Joe> Over the past couple months our application has come to a grinding stop
Joe> ~6 times because of this problem. It appears that if the thread which
Joe> holds the write lock on the table [in this case it's got two tables
Joe> locked], drops one of the tables while another thread is trying to
Joe> aquire the lock [in this case two locks], the first thread will hang
Joe> "waiting on cond", and the second one will acctually somehow have
Joe> aquired the lock. Everything at that point freezes, and additional
Joe> threads start queueing up waiting for the tables. Here's an except of
Joe> the processlist when this happens:
Joe> | 4151 | TT_qa1 | localhost | TT_qa1 | Query | 49159 |
Joe> Waiting for table | LOCK TABLES Event_CLASS WRITE, Event WRITE; |
Joe> | 4152 | TT_qa1 | localhost | TT_qa1 | Query | 49203 |
Joe> Waiting on cond | DROP table Event; |
Joe> | 4153 | TT_qa1 | localhost | TT_qa1 | Query | 49203 |
Joe> I can't quite tell, but I think may have cut off part of the line on
Joe> the last thread.. I made that cut+paste earlier today. Like I've said,
Joe> this happens -fairly- often to us, and it completely debilitating.

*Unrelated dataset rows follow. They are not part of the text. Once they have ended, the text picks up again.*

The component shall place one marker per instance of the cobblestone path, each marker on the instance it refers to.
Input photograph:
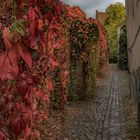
(104, 116)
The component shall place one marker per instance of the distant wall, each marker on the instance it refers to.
(133, 37)
(101, 16)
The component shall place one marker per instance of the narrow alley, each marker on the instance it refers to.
(106, 116)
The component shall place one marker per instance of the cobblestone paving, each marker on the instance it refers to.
(103, 117)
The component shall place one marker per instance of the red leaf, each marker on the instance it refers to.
(32, 19)
(7, 38)
(25, 54)
(16, 126)
(22, 88)
(27, 133)
(49, 84)
(2, 136)
(8, 65)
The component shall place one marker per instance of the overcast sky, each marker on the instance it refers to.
(90, 6)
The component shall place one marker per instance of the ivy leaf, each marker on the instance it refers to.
(7, 38)
(8, 65)
(16, 126)
(25, 54)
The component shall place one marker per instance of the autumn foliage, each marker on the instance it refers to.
(34, 62)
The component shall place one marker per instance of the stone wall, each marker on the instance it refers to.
(133, 37)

Joe> I've tried to randomize the event processing so it doesn't happen
Joe> exactly at the same time... but it still nails us sometimes. I know,
Joe> you're going to say, don't drop tables you have locks on.. I reported a
Joe> bug about 6 months ago about the mysqlserver segfaulting when you
Joe> dropped a table you had a lock on... and that was somebody's response
Joe> instead of fixing it. Eventually after some people exclaimed that under
Joe> NO case should the server segfault; somebody posted a patch. I realize
Joe> this isn't as BAD as segfaulting the server; but it -really- should get
Joe> fixed in the server.
As soon as the above problem (segfault) got to my attention I provided
a fix for it; I think there may have been a small delay as I may have
been on a conference trip when you reported it first time, but this is
the only reason it wasn't fixed at once; We are really trying to fix
the bugs as soon as it comes to our attention!
I thought that I did fix the server :( After the fix, I couldn't get
any test program to produce anything wrong...

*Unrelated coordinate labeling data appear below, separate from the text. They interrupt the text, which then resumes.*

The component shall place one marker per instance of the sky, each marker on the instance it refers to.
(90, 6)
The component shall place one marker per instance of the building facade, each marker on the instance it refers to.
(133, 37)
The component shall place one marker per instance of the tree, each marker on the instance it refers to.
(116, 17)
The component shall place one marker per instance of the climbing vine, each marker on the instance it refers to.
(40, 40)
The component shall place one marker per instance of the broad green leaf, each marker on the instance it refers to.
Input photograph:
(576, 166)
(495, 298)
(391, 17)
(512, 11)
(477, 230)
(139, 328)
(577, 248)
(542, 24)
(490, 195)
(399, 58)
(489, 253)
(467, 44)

Joe> Here's a snapshot from the mysql log at the time:
Joe> 000301 21:30:08 4152 Query show tables like 'Event_CLASS'
Joe> 4152 Query show tables like 'Event'
Joe> 4152 Query LOCK TABLES Event_CLASS WRITE, Event
Joe> 4153 Query show tables like 'Event_CLASS'
Joe> 4152 Query SELECT ClassKey, cl_previousEventID
Joe> from Even
Joe> 4153 Query show tables like 'Event'
Joe> 4152 Query SELECT Event.eventAction,
Joe> d, Event.courseID, Event.sectionID, Event.eventCode,
Joe> Event.rawTimeUpdated, Event
Joe> .eventTime, Event.eventID, Event.roundID from Event where (
Joe> 964208.868' );
Joe> 4153 Query LOCK TABLES Event_CLASS WRITE, Event
Joe> 4152 Query DELETE from Event where eventID='35';
Joe> 4152 Query SELECT count(eventID) from Event;
Joe> 4152 Query DROP table Event;
Joe> As you can see, 4152 aquires the lock.. Does some stuff, then SOMEHOW
Joe> 4153 ALSO aquires the SAME lock... Then when 4152 tries to drop the
Joe> table... Poopie --> fan.
I can't see from the above that 4153 would get any LOCK on the table.
Any change that you can try and test 3.23.12 with this when it comes
ut (hopefully within 48 hours)? We did a small redesign of the DROP /
LOCK code in 3.23 and it should be much better than the old one.